No estaba seguro si era un sueño o algún tipo de visión, tal vez los dioses me habían elegido para ser su mensajero, aunque pronto me daría cuenta que no era así, ya que me encontré perdido en una habitación bizarra, desconocida para mí. Me sentía raro, con ese frío que azota a uno cuando descubre que está completamente solo. Algo en mi pecho me molestaba, quería liberarse y llorar, pero...¿de dónde provenía esta culpa? Tal vez me había trasladado al hogar de algún bárbaro, tan vacío como mi ser en aquel momento. Era normal, los habíamos arrasado a todos, no quedaba ninguno.
Sobre mis hombros cayó en un instante la sensación de la guerra, pero no la que yo siempre tuve, sino la de la cruda derrota. No pude más y lancé al aire un doloroso alarido de pena. A continuación escuché un chillido, sentí una vibración, y traté de encontrar al causante de aquel extraño ruido. Era casi como si hubiera esperado a mi grito para callarme efusivamente. Miré hacia mi izquierda y la vi: una pequeña bolita yacía sobre una mesa de madera.

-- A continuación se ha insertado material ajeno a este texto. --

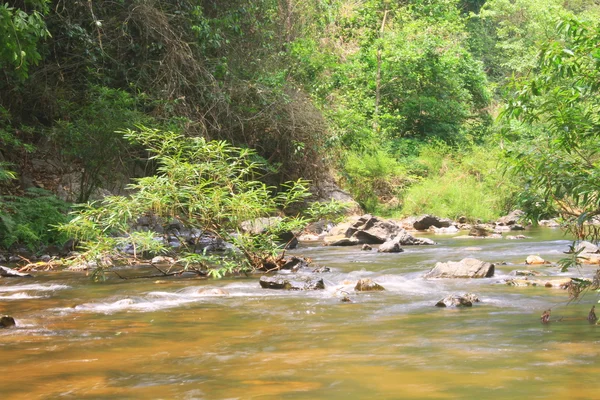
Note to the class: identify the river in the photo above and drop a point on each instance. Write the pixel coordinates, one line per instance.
(185, 340)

Tenía agujas que se movían, pero no servían para tejer o para la guerra. Una iba muy rápido y la otra se tomaba su tiempo, ambas apuntando a una serie de símbolos que no pude descifrar. El sonido seguía, saltaba y chillaba, la campana era golpeada repetidamente y no sabía cómo hacerla callar. Al cabo de unos minutos lo hizo, por gracia divina. Seguí mirando el objeto por un tiempo, luego recordé que era todo un sueño y traté de despertar. No lo logré, y justo cuando me lamentaba, como si lo hubiera intuído, la pelotita volvió a cantar. Finalmente comprendí: ahí dentro habitaba un alma que trataba de comunicarse conmigo, se lamentaba, quería salir, era obvio. Pensé que podría ser un bárbaro, pero al segundo refuté esta idea, los bárbaros no tienen alma. ¿Será algún compañero mío que acaso habré traicionado? No, ni siquiera por coincidencia, jamás pasó eso. Entonces me di cuenta, esa pequeña, ínfima vida con forma de pelota, que sollozaba sin cesar, era yo, tratando de escapar del sueño inmortal.
Al final desperté, mis hombres se habían ido sin mí a nuestra ciudad. Estoy perdido, nunca volveré a ver a mi familia. Parece que los dioses sí me habían elegido, pero no para ser un profeta, sino para maldecirme.